9 Types of Useful Data You Can Extract from a PDF Using C#

11 min read Jun 4, 2024

9 Types of Useful Data You Can Extract from a PDF Using C#

The Syncfusion PDF Library is a .NET library that allows users to extract various types of useful data from a PDF document, such as text, images, attachments, and form data, using C# and VB.NET.

PDF documents are mostly used for exchanging business data in the form of invoices, purchase orders, shipping notes, reports, presentations, price and product lists, HR forms, and more.

In certain scenarios, a user must read and validate the data present in a PDF document, which imposes additional costs and time requirements to do manually. To avoid this, we can use text extraction to pull all the data, or only some of it, from a PDF document, and then validate it further in an automated way.

In this blog, we are going to focus on the following nine types of data extraction from PDF documents:

Extract all text from a PDF document.
Extract text from predefined bounds.
Extract text based on layout.
Extract text from a scanned PDF document.
Extract images from a PDF.
Find invoice total amount in a PDF with regex.
Extract PDF document information.
Extract attachments from a PDF.
Extract filled PDF form data and save as XML.

Extract all text from PDF document

Important data elements in PDF files (e.g., order number, date, total, and other fields in an invoice) have to be extracted to gain insight about the information in the files. So, huge volumes of PDF documents need manual processing to find the information, which requires a huge workforce.

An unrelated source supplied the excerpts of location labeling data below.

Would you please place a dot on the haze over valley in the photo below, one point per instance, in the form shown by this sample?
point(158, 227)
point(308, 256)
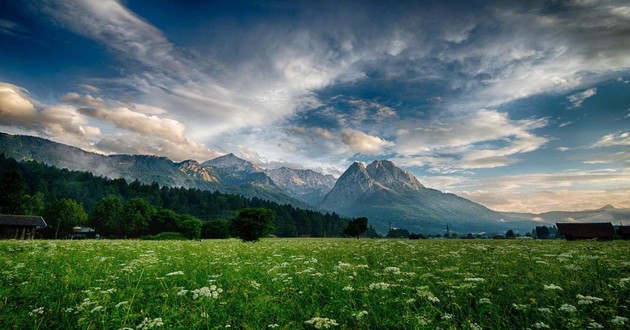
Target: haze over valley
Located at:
point(424, 112)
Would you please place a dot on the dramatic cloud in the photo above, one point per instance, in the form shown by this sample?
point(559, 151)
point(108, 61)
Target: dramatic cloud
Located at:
point(472, 90)
point(577, 99)
point(469, 136)
point(613, 139)
point(15, 106)
point(363, 143)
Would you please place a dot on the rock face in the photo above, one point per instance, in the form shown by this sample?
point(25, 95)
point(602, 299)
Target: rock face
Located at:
point(306, 185)
point(228, 174)
point(194, 170)
point(389, 195)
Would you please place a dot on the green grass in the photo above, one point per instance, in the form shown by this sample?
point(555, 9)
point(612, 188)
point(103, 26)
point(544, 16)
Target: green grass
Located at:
point(289, 283)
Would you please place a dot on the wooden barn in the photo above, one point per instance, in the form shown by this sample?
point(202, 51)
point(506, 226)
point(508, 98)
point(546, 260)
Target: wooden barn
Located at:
point(593, 230)
point(20, 226)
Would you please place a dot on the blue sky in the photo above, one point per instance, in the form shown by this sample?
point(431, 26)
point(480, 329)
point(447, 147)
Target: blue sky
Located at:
point(521, 106)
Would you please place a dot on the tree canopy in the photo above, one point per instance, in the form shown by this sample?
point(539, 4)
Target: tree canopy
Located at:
point(252, 223)
point(356, 227)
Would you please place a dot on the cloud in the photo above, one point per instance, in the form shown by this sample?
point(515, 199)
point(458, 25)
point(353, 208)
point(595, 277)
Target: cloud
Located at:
point(152, 125)
point(90, 88)
point(135, 143)
point(613, 139)
point(66, 124)
point(15, 106)
point(619, 157)
point(538, 201)
point(470, 139)
point(578, 98)
point(83, 101)
point(363, 143)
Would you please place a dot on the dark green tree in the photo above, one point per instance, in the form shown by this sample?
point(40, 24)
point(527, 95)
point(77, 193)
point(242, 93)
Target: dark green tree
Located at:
point(137, 214)
point(397, 233)
point(107, 217)
point(252, 223)
point(215, 229)
point(189, 226)
point(371, 232)
point(35, 205)
point(164, 220)
point(64, 214)
point(12, 192)
point(356, 227)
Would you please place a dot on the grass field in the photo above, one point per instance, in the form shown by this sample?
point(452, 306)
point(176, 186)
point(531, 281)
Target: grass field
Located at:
point(314, 283)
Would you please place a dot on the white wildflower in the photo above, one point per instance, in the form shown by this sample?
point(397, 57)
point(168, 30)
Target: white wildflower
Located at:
point(393, 270)
point(36, 311)
point(118, 305)
point(211, 292)
point(360, 315)
point(322, 322)
point(148, 323)
point(379, 286)
point(175, 273)
point(541, 325)
point(594, 325)
point(552, 287)
point(619, 320)
point(587, 300)
point(97, 309)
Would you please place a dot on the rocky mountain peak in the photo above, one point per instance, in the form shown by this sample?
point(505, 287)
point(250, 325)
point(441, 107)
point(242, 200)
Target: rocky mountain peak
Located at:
point(193, 169)
point(232, 162)
point(389, 175)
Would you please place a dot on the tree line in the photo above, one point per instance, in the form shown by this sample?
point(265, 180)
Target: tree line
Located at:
point(117, 208)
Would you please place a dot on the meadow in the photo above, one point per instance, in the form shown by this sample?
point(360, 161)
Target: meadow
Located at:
point(314, 283)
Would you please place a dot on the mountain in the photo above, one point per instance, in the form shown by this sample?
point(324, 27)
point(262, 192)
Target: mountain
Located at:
point(389, 195)
point(306, 185)
point(228, 174)
point(607, 213)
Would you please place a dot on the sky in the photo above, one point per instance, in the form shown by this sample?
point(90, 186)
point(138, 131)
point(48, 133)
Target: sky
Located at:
point(518, 105)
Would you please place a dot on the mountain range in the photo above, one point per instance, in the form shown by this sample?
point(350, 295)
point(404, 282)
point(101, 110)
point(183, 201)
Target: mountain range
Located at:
point(388, 195)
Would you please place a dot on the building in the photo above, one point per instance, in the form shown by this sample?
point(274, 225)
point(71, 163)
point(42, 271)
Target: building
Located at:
point(593, 230)
point(83, 232)
point(20, 226)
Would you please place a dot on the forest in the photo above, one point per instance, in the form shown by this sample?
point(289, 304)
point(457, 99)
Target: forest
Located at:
point(117, 208)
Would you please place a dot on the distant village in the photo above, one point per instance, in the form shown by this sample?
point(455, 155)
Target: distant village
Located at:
point(25, 227)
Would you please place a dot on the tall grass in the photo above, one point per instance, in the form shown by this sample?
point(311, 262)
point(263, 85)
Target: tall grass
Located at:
point(314, 283)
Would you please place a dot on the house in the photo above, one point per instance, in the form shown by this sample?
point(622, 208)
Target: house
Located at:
point(20, 226)
point(593, 230)
point(83, 232)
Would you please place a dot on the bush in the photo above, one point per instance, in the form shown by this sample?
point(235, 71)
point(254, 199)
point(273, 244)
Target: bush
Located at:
point(166, 236)
point(252, 223)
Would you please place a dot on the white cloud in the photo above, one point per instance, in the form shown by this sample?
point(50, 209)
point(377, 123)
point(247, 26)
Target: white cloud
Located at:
point(468, 136)
point(613, 139)
point(363, 143)
point(152, 125)
point(578, 98)
point(15, 106)
point(83, 101)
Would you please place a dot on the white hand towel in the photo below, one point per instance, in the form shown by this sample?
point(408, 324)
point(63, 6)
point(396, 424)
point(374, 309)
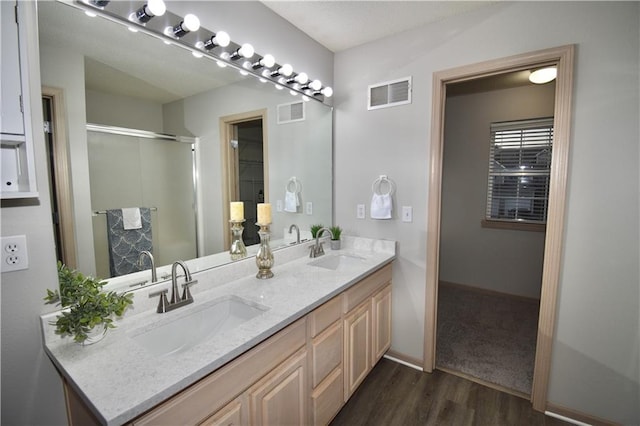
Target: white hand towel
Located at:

This can be avoided by automating with text extraction methods.

With the Syncfusion PDF library, you can extract all the text from a PDF document or from a specific page of the document.

The following code example explains the procedure to extract text from a specific page.

//Load the PDF document
PdfLoadedDocument loadedDocument = new PdfLoadedDocument("../../Data/Invoice.pdf");

// Get the first page of the loaded PDF document
PdfPageBase page = loadedDocument.Pages[0];

// Extract text from the first page with bounds
string extractedText = page.ExtractText();

loadedDocument.Close(true);

File.WriteAllText("data.txt", extractedText);

The following code example explains the procedure to extract all text from the entire PDF document.

FileStream inputStream = new FileStream("Invoice.pdf",FileMode.Open);

//Load the PDF document
PdfLoadedDocument loadedDocument = new PdfLoadedDocument(inputStream);

StringBuilder extractedText = new StringBuilder();

// Extract all the text from the PDF document pages
foreach (PdfLoadedPage loadedPage in loadedDocument.Pages)
{
    extractedText.Append(loadedPage.ExtractText());
}

//Close the document
loadedDocument.Close(true);

//Save the text to file
File.WriteAllText("data.txt", extractedText.ToString());

Extract text from predefined bounds

Sometimes we don’t need all the text extracted from a PDF document, such as when we only need to validate some specific information (e.g., the invoice number from an invoice). For this scenario, we need to pick specific text from declared bounds within a PDF document.

To do this, we need to specify bounds where the key data is present in the PDF document.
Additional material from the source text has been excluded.